Though Raichik has claimed to run the account alone, last August Grant Lally, a lawyer and Republican operative, filed a trademark for Libs of TikTok as a “news reporter service.” Lally said he is “not at liberty” to comment when reached by The Post.

………

While Libs of TikTok briefly had a TikTok account of its own, it was suspended for violating community guidelines. Last week, the account was briefly suspended from Twitter for a second time for violating the platform’s rules on targeted harassment.

………

Tyler Wrynn, a former English teacher in Oklahoma, posted a video telling LGBTQ kids shunned by their parents that Wrynn was “proud of them” and loved them; it was featured on Libs of TikTok last week. Since being featured on the page Wrynn has been barraged with harassment and death threats.

Harassment and death threats are the goal of Libs of TikTok. This is not an accident.

Violence and intimidation is the goal.

………

On a recent podcast, Raichik said that as her following continues to grow, the fullest extent of her impact may not be realized until the elections this fall. She has encouraged her audience to overtake school boards and run in local elections. “These people,” she said, referring to members of LGBTQ+ community, “some of them are literally evil and grooming kids, they should not be in schools, they should not be teachers.”
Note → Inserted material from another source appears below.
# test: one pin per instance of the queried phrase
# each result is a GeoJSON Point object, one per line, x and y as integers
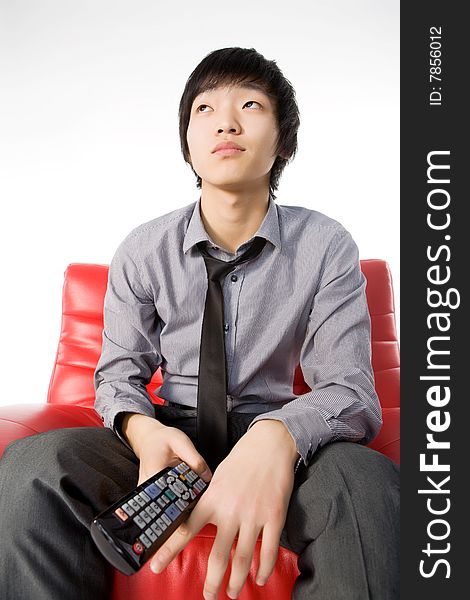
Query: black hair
{"type": "Point", "coordinates": [234, 66]}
This is a specific call to violence, but it is not specific enough to cross over the line into illegality, so maybe we stick with shaming and shunning.

*Just to clear here, she is Jewish, and she is a shanda fur die goyim, and had she she been in Egyp[t, she would not have been redeemed. 
To be clear, while I believe that her behavior is contemptible, I not in any way shape or form calling her a Rodef .(Hebrew: רודף, literally a "pursuer") That would be an explicit encouragement to violence, and I do not do that. She is an embarrassment, not a רודף.

4 comments :

The Red Alias said...

She's not a rodef.

She's a SPOTTER for rodefs. 'There's one over there, go git 'em!'

No different from doxing doctors and nurses for providing abortions. Otherwise known as, "aiding and abetting capital murder".

Matthew Saroff said...

I specifically stated that she was not a Rodef (רודף), and that it would be wrong and irresponsible to label her as a Rodef (רודף).

You should not refer to her as a Rodef (רודף), and you should chastise anyone who chooses to refer to her as a Rodef (רודף).

Have I made myself clear on the Rodef (רודף) matter?

The Red Alias said...

Yes.

But if she is picking victims for rodefs, that IS different. But not by much...

The Red Alias said...

Funny how her parents named her "Chaya" (life) when she's clearly rooting for the opposite.

Maybe this is how she rebels against her parents. But I'm still not sure why you feel the need to defend her from an accusation I didn't make.

Then again, what do I know? My sister tells me our family name in Yiddish means "wolf pack," so our ancestors were highwaymen. Rodef.

I like to think we've made progress since then, but since two of my siblings are cryptonazis, that progress is uneven.